Notes on Quick and Easy Guide to Effective Speaking

This post contains my notes on the book The Quick and Easy Guide to Effective Speaking by Dale Carnegie.


Many individuals are familiar with Dale Carnegie's book How to Win Friends and Influence People. The Quick and Easy Guide to Effective Speaking is another book Carnegie wrote based on materials from his highly successful course he started teaching in 1912.

I read this book in 2012, the 100th anniversary of Carnegie's unique and effective method for improving communication. What follows are my notes as I recorded them in my 2012 planning journal.



3 Es

In order to be effective when speaking, your topic must meet these three criteria:

  • You earned the right to discuss through study or experience.
  • You are excited about the subject.
  • You are eager to share with others.

"The more you know about a good product, the more enthusiastic you become about it." p94

One of my favorite quotes: "I feel very much like the mosquito who found himself quite unexpectedly in a nudist colony - I don't know where to begin." p111

Chapter 4 - Earning the right to talk

1. Limit your subject.
2. Develop reserve power.
3. Fill your talk with illustrations and examples:

  • humanize your talk
  • personalize your talk using names
  • be specific and fill your talk with detail
  • dramatize your talk using dialogue
  • visualize by demonstrating what you are talking about

4. Use concrete words that are familiar to create pictures.

Chapter 5 - Vitalizing the talk

1. Choose subjects that you are earnest about.
2. Relive the feelings you have about the topic.
3. Act in earnest.

Chapter 7 - Making the short talk to get action

1. Give an example - an incident from your life.

  • build your example on a single personal experience
  • start you talk with a detail of your example
  • fill your example with relevant detail
  • relive your experience as you relate it

2. State your point - what you want the audience to do.

  • make the point brief and specific
  • make the point easy for listeners to do
  • state the point with force and conviction

3. Give the reason or benefit the audience may expect.

  • be sure the reason is relevant to the example
  • be sure to stress only one reason


Chapter 8 - Making the talk to inform

1. Restrict your subject to fit your allotted time.
2. Arrange your ideas in sequence.
3. Number your points as you make them.
4. Compare the strange with the familiar.
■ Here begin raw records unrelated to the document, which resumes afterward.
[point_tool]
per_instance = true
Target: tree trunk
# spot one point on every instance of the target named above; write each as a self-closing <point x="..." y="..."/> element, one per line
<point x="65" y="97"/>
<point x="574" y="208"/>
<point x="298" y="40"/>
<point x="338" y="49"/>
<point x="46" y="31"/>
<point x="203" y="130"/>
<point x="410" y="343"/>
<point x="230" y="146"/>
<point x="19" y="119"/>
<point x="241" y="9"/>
  • turn a fact in to a picture
  • avoid technical terms

5. Use visual aids

  • keep the exhibit out of sight until ready to use
  • use exhibits large enough to be seen from the back
  • never pass an exhibit around while you are speaking
  • hold up the exhibit so it can be easily seen
  • demonstrate, if practical
  • don't stare at the exhibit - speak to the audience
  • when finished with the exhibit, remove it from sight
  • use the "mystery treatment" for dramatic effect


Chapter 9 - Making the talk to convince

1. Win confidence by deserving it.
2. Get a yes-yes response.
3. Speak with contagious enthusiasm.
4. Show respect and affection for your audience.
5. Begin in a friendly way.

Chapter 10 - Making impromptu talks

1. Practice impromptu speaking.
2. Be mentally ready to speak impromptu.
3. Get into an example immediately.
4. Speak with animation and force.
5. Use the principle of here and now.

If you found this information helpful, I encourage you to pick up a copy of The Quick and Easy Guide to Effective Speaking. It will transform how you present to others, both in one-to-one conversations and in groups.